Hehehe memang saya menyadari, kalau saya ngajar atau membawakan sosialisasi,
kalau lose control kecepatan bicara
saya mencapai 1000 kata per detik (lebay), dan sebenarnya sebelum wawancara,
salah sorang dosen saya sudah bilang ke saya, kalau saya bicara terlalu cepat,
saran beliau agar saya berbicara lebih lambat. Oh iya satu lagi, percakapan
wawancara LPDP ini direkam, mungkin untuk membantu penilaian lebih lanjut.
Keluar ruang wawancara rasanya lega sekali, apalagi ngelihat
teman-teman dengan wajah tegang yang masih menunggu giliran mereka untuk
wawancara, rasanya bisa senyum jahat (hadooh, tidak baik ini). Walaupun saya
merasa di tiga tes subtantif “harusnya saya bisa lebih baik lagi”, tapi saya
sangat puas karena semuanya berjalan lancar.
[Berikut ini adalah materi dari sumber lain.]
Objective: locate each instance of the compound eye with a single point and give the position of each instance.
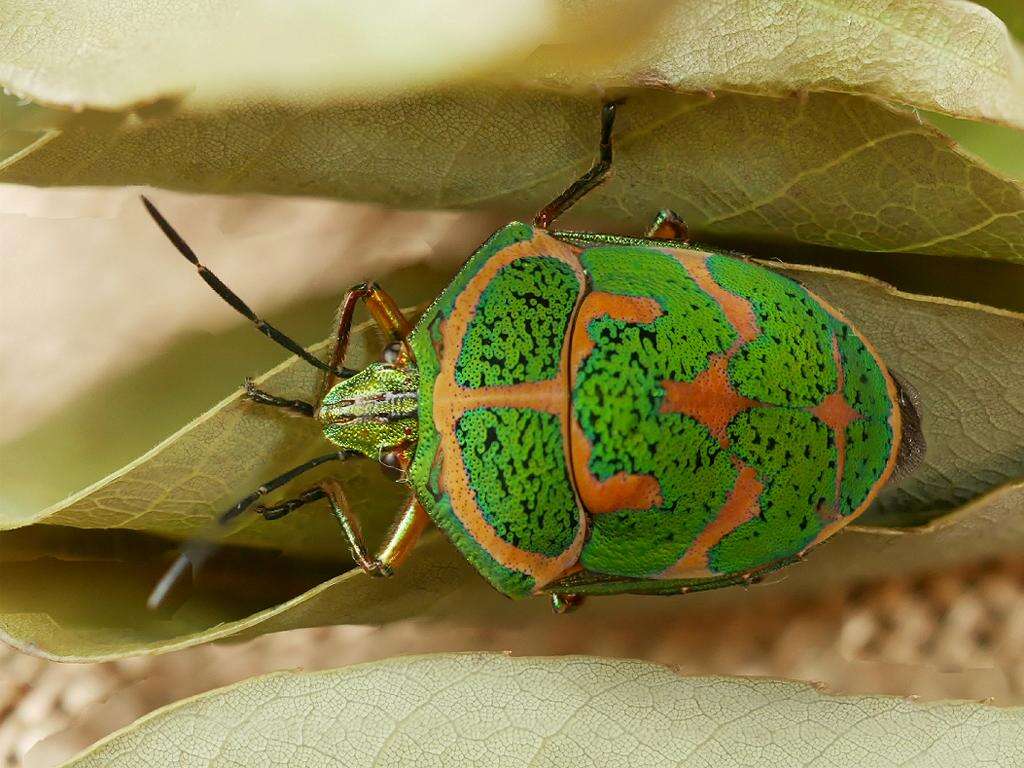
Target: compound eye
(390, 465)
(392, 352)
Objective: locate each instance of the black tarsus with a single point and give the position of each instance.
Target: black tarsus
(265, 398)
(231, 298)
(590, 179)
(196, 552)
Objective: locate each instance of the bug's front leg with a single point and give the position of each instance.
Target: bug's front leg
(399, 543)
(385, 311)
(388, 316)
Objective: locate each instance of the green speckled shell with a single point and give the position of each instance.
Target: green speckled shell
(638, 417)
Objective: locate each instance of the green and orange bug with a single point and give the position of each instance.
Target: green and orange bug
(592, 414)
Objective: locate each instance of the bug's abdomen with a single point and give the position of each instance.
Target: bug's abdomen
(723, 417)
(493, 469)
Kala itu, antara 50-50 yakin atau
tidak yakin, karena semuanya bisa saja terjadi. Bisa saja, saya merasa
berhasil, tapi mungkin tidak cukup baik karena yang lebih baik dari saya bisa
saja sangat banyak. Jadi, selebihnya saya pasrah, ini adalah usaha terbaik saya
yang bisa saya lakukan. Saya hanya lelah, kalau harus mengulang semua proses
dari awal lagi, dan berharap hal tersebut tidak terjadi. Rangkaian perjalanan
seleksi beasiswa LPDP saya kalau difikir, sangat berat dan banyak sekali hal
yang ribet, tapi begitu dikerjakan, semuanya bisa terselesaikan. Semoga tulisan
saya ini bisa memberi manfaat bagi teman-teman yang hendak mendaftar beasiswa
LPDP. Perjuangan masih panjang, saya masih harus mengejar syarat-syarat yang
diminta oleh universitas tempat tujuan saya kuliah nanti (dengan syarat yang nggilani susah, nyesel lah sekarang tau IPK juga penting). Perjuangan tidak akan
pernah berhenti, sampai nafas ini berakhir (hahaha sok bijak). Mohon doa restunya teman-teman. Ya wes rek,
sampai jumpa di tulisan berikutnya. Mohon maaf apabila ada salah kata. Kalau ada pertanyaan, saran, kritikan, silakan disampaikan.